Marriage is a solution to several problems that cause an infinite number of additional problems. Marriage can heal or worsen your loneliness. Marriage can make you feel much stronger than you really are and a lot weaker than you really are. Marriage can feel like a soothing meditation retreat or a dirty date or a very long lunch with the most mind-bending repetitive human being to ever walk the earth. Each week is a little different from the last.
After my breakdown, I tell Bill I need some time to myself. I can’t keep everyone together anymore. Bill apologizes. He says traveling is stressful. He tells us that we walked a lot, which is hard on his bad knee. He reminds me of how he broke his tooth on a piece of hard bread in Melbourne, a story he told to every person we met ever since Melbourne.

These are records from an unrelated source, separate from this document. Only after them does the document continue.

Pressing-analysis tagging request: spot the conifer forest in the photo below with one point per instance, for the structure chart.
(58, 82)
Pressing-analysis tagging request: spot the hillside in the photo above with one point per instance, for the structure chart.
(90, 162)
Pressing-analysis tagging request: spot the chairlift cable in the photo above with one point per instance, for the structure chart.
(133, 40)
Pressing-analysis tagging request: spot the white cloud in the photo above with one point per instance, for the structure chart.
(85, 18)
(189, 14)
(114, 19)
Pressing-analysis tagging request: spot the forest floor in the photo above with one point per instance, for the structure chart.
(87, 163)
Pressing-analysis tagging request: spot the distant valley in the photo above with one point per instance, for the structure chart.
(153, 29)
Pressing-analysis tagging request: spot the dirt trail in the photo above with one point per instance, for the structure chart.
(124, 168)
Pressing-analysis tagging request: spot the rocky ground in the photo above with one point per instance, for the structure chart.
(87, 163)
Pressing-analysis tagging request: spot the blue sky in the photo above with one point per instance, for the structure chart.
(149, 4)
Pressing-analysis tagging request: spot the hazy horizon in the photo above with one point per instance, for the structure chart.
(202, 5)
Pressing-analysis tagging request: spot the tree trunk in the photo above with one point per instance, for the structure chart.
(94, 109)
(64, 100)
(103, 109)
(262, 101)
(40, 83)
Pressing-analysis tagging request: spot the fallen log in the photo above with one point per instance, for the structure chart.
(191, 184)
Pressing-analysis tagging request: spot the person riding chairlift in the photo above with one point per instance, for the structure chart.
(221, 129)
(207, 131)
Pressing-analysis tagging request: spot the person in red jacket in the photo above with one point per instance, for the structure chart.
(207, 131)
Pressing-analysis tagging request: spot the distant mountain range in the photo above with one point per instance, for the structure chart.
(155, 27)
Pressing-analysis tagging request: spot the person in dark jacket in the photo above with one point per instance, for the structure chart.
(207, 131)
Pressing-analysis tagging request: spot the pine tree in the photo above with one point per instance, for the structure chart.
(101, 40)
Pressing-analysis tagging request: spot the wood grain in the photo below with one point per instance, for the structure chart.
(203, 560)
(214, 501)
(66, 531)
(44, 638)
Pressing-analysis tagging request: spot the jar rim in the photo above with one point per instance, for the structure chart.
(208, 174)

“I remember,” I answer, wishing I didn’t.
Marriage requires amnesia, a mute button, a filter on the lens, a muffler, some blinders, some bumpers, some earplugs, a nap. You have to erase these stories, lose this tape, zoom out, slowly dissolve to black. I’m starting to spend more time in my head. I’m starting to daydream more.
Surviving a marriage requires self-care, alone time, time away, meditation, escape, selfishness. I can’t blame him for being tense, I tell myself while walking around the island alone, headphones on, bird droppings raining down every few feet. I can’t get mad just because he’s a mere mortal with flaws. When I blame him, I just feel guilty, and then I start blaming myself. But I’m just a mere mortal with flaws.
After several nights on the island, Bill and I start telling the kids to walk back to the hotel room after dinner and use their phones for as long as they want. Then we have a drink and stare at the ocean without them. We talk about the division of each child’s day: what did the oldest hate today? What decision did the young person question?
During these conversations, I encourage Bill to be more like me: give up control. Relax. Let these birds make their noise and they will soon become silent. Treating them like they’re doing it wrong will only make it worse.